Dan Andersson research group

Tempo and mode of bacterial evolution

Our research addresses the mechanisms and dynamics of evolution in bacteria and how various factors such as the extent and type of genetic variation, strength of selection pressures, compensatory mutations and population dynamics affect the tempo and mode of adaptive evolution. Our research is focused on two different areas: 

A) analysis of the various genetic factors that affect genome stability and variability in bacteria and B) analysis of the factors that influence the dynamics of the evolution of antibiotic resistance development. We study these problems in several bacterial species using a combination of methods, including experimental evolution, bacterial genetics, molecular biology, biochemistry, whole-genome sequencing and mathematical modeling.

A. Genome variability and stability.

The long-term goal of this project is to examine the major factors that influence the tempo and mode of bacterial evolution. In particular we are interested in the evolutionary and mechanistic factors that influence genome stability and variability. We use the bacterium Salmonella typhimurium as a model system to:

  1. Examine how the extent and type of genetic variation affects bacterial fitness and rates of adaptive evolution.
     
  2. Examine the role of gene amplification in adaptive responses (e.g. during exposure to antimicrobial drugs) and in the evolution of novel genes.
     
  3. Examine the mechanism, physiological effects and evolutionary constraints on deletion formation. 
     
  4. Examine the functional role of ribosomal proteins and define the minimum requirements for an experimentally evolved reduced-size ribosome. 
     
  5. Examine the fitness effects and constraints on horizontal gene transfer. 
     
  6. Examine the distribution of fitness effects of random mutations and its impact on adaptive evolution.
     

B.Mechanisms and dynamics of the evolution of antibiotic resistance.

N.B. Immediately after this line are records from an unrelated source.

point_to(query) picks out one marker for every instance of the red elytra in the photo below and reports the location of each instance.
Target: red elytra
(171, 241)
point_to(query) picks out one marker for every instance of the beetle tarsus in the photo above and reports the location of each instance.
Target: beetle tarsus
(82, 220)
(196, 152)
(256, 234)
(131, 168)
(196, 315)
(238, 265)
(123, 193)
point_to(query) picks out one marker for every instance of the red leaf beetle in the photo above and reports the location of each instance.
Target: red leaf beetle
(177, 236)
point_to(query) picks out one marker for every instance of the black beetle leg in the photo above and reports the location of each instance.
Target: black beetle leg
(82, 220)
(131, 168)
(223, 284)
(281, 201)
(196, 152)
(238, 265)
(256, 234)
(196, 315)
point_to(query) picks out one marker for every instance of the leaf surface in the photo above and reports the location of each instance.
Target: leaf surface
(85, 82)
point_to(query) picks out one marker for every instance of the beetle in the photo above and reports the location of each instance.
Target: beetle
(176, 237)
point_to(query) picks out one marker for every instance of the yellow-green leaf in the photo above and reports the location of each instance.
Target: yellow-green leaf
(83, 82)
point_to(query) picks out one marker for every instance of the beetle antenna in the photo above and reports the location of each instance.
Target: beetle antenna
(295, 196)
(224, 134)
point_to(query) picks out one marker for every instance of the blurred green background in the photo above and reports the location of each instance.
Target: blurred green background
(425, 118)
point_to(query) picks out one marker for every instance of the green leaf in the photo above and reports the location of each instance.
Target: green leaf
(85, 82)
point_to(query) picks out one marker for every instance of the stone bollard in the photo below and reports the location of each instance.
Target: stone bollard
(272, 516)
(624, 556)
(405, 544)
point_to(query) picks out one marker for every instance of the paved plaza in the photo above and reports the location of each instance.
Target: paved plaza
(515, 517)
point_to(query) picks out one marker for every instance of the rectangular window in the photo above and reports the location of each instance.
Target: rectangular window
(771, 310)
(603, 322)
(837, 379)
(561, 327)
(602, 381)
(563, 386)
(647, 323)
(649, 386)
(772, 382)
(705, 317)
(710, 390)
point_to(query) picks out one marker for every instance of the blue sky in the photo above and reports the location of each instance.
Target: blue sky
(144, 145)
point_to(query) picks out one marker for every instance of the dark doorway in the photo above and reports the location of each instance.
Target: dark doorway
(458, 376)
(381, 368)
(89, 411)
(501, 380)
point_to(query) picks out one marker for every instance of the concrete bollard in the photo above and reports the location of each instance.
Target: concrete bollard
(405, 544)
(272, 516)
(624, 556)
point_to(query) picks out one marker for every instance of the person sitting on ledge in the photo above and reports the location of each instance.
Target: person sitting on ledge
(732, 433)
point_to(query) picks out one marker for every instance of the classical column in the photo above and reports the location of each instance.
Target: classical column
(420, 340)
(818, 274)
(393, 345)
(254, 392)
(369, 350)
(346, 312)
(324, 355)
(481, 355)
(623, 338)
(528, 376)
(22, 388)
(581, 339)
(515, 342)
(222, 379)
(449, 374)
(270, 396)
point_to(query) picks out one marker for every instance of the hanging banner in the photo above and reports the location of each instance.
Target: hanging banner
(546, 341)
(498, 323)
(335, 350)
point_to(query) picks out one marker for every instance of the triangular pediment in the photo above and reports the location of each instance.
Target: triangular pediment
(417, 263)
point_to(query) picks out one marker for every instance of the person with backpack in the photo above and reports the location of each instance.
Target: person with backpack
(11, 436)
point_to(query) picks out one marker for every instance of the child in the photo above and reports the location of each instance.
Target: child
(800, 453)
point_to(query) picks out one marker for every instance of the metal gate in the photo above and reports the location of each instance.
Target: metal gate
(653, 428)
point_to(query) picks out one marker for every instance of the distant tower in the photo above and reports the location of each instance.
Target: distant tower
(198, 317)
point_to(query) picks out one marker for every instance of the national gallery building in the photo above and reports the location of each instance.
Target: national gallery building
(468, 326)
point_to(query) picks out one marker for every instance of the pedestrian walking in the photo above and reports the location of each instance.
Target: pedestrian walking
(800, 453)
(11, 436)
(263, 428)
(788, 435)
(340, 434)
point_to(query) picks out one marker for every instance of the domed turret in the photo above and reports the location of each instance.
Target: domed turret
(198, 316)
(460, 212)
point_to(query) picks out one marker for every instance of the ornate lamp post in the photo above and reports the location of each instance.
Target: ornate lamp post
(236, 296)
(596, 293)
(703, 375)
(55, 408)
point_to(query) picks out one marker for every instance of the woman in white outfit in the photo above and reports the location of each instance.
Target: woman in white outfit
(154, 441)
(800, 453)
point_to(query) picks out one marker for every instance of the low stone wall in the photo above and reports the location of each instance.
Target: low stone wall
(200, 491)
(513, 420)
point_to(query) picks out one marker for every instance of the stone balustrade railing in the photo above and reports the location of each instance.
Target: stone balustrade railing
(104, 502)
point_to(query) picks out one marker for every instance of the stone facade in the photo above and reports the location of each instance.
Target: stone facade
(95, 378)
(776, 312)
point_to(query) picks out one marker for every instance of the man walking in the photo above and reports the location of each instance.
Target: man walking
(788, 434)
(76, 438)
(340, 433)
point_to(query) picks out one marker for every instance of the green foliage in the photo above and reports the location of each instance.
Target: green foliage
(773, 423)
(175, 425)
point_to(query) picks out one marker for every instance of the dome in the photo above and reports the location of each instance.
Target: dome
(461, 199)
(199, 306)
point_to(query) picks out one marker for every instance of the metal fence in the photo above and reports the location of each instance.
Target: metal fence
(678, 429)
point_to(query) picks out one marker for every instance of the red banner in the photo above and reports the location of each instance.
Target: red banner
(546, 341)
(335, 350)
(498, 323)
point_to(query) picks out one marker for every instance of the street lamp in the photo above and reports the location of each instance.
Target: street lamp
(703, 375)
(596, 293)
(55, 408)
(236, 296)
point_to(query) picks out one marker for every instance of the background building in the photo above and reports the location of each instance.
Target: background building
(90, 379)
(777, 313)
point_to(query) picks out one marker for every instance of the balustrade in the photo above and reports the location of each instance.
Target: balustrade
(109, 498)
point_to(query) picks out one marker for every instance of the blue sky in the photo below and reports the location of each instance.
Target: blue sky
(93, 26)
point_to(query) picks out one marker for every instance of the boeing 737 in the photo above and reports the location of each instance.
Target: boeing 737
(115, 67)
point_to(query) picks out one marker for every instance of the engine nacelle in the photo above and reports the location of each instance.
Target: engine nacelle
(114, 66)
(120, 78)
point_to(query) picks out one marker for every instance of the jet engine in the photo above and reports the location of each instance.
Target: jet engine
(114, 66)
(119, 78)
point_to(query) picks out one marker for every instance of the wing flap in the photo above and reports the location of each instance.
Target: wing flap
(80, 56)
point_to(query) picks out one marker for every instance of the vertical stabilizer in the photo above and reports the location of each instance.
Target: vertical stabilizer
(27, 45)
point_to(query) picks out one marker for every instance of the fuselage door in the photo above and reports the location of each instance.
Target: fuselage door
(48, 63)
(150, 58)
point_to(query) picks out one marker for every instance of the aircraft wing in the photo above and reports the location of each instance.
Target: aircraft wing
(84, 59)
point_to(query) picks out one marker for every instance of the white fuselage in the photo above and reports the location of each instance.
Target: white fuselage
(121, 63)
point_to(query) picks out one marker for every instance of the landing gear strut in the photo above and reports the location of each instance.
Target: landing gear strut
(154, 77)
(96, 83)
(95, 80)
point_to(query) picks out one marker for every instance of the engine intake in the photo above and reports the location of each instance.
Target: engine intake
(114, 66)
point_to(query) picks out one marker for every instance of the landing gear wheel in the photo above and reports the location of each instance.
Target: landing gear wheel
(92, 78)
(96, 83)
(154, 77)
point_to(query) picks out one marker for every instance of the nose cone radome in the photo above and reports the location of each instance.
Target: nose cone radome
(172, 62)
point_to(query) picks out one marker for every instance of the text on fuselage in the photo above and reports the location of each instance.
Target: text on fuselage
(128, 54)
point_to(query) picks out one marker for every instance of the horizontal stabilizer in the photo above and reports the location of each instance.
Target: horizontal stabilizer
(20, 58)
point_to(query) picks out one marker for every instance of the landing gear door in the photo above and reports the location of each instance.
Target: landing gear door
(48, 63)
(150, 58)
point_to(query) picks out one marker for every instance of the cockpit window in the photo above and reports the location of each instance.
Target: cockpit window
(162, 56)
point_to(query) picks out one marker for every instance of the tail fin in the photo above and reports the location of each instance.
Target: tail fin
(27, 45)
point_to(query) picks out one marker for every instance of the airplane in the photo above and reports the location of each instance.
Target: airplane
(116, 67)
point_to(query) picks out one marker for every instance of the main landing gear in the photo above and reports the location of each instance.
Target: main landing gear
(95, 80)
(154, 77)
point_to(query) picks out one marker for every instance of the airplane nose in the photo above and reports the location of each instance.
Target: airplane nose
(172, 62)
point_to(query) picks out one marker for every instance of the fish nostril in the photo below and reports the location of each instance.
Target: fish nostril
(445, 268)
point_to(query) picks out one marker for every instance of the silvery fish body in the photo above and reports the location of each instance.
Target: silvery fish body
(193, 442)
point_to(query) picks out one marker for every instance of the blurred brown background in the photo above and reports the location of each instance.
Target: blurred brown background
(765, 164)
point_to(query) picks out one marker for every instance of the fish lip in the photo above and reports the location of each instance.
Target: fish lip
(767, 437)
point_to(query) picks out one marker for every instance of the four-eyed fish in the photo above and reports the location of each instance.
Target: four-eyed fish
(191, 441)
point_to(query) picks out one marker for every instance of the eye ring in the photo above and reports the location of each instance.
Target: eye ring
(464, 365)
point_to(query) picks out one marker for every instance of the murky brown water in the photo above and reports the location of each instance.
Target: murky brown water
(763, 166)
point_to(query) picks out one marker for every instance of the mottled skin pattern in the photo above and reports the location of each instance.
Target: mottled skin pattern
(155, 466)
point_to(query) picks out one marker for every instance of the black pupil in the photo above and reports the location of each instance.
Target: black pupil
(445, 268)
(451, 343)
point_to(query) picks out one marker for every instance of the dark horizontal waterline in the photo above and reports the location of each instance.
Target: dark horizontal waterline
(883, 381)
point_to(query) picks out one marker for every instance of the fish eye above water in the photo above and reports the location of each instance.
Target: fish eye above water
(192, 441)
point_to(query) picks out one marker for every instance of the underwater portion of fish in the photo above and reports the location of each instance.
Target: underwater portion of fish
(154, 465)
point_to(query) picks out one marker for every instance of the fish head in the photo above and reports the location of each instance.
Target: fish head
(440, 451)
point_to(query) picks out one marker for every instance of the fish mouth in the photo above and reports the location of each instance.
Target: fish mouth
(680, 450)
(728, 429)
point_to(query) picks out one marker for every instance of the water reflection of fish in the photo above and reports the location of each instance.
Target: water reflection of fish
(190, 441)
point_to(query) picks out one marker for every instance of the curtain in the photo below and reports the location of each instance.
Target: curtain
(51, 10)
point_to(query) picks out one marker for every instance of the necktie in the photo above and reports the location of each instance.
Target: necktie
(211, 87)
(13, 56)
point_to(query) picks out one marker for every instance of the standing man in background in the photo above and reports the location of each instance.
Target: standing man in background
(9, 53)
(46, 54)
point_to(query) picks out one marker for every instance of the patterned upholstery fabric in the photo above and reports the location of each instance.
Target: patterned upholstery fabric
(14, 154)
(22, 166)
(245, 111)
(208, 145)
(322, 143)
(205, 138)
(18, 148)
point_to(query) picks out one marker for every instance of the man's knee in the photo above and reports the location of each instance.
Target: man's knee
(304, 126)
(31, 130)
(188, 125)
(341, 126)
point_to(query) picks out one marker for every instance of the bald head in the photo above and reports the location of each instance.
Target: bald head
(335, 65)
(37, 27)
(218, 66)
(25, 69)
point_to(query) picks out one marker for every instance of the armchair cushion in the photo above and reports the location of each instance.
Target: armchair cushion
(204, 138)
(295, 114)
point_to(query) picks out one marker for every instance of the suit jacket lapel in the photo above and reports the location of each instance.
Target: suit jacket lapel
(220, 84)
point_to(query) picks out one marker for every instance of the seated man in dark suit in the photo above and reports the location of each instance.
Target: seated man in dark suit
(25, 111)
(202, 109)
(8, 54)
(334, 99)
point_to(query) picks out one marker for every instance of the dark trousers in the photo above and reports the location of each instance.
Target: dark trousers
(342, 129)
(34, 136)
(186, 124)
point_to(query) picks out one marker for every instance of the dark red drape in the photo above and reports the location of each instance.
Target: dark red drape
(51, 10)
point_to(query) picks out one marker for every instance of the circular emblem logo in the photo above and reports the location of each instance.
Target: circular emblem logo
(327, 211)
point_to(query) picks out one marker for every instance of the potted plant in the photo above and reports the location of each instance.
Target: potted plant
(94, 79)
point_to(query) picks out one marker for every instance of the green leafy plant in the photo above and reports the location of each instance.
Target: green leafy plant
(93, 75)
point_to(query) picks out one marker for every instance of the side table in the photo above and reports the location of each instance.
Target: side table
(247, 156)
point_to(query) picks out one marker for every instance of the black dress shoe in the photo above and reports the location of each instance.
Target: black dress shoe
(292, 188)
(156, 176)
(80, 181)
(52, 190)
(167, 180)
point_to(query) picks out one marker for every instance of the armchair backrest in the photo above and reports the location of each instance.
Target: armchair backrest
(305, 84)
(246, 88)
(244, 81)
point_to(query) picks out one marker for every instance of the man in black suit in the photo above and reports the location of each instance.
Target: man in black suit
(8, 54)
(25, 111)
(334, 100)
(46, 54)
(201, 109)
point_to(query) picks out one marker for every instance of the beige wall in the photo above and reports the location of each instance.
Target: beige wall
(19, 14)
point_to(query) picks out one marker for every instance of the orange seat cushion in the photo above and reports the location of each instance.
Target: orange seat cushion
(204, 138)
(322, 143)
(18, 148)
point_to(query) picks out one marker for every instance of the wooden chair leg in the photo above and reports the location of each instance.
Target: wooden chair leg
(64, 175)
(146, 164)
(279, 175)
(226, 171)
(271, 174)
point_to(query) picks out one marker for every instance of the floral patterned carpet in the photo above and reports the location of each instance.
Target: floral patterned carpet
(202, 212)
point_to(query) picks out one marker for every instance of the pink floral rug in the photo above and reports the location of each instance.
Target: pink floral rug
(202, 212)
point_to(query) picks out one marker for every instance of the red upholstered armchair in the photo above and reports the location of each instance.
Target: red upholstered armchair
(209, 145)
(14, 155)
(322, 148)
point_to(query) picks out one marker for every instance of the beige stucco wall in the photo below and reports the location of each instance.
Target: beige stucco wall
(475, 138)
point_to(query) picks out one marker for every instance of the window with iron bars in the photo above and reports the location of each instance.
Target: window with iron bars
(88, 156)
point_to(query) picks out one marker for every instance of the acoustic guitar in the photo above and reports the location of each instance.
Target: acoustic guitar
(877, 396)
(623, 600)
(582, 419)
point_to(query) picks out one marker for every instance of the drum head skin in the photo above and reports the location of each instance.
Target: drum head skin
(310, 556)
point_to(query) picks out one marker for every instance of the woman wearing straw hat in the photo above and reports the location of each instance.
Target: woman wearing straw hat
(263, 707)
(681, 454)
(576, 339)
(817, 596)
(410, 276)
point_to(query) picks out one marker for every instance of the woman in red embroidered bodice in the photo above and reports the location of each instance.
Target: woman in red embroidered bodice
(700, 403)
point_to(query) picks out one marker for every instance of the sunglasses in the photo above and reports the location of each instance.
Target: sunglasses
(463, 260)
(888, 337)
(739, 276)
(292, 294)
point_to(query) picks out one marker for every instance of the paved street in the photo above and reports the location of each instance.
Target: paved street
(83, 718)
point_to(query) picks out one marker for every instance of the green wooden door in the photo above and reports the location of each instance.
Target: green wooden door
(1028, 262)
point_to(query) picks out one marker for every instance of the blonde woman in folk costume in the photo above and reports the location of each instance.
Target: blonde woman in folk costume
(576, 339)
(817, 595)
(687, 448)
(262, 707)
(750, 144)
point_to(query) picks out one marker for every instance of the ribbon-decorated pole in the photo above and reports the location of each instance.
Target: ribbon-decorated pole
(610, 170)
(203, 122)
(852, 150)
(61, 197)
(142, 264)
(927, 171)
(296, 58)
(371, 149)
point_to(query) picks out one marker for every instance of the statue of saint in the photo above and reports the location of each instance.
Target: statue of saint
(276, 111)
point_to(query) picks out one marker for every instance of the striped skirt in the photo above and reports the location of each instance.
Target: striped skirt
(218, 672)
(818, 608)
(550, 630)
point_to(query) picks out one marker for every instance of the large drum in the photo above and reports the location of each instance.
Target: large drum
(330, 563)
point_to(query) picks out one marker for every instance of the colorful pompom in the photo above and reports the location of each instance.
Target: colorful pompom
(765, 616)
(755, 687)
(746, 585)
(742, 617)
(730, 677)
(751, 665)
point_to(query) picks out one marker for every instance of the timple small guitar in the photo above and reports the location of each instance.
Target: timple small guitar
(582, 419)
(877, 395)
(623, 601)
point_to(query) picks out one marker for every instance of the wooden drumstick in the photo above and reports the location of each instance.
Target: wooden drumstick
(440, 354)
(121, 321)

The overall objective of this project is to understand how antibiotic resistance affects the fitness, virulence and transmission of various pathogenic bacteria (e.g. S. typhimurium, E. coli, S. aureus, M. tuberculosis and P. aeruginosa) and which factors determine how rapidly resistance develops in bacterial populations. Our main aims are to:

  1. Determine how various types of resistance mechanisms affect bacterial fitness and virulence.
     
  2. Determine how bacteria can compensate for resistance-conferred fitness costs. 
     
  3. Examine the importance of genetic epistasis on the rate and trajectory of multi-drug-resistance development and compensatory evolution.
     
  4. Determine in animal models and human volunteers how antibiotic resistance affects bacterial transmission. 
     
  5. Examine the feasibility of reversion of resistance by determining if reduced antibiotic use in community settings may result in a reduced frequency of resistance. 
     
  6. Identify mechanisms that confer resistance to antimicrobial peptides and determine the impact of these mechanisms on bacterial fitness and virulence.
     
  7. Examine how ultra-low levels of antibiotics affect enrichment and de novo selection for resistant mutants in various types of aquatic environments.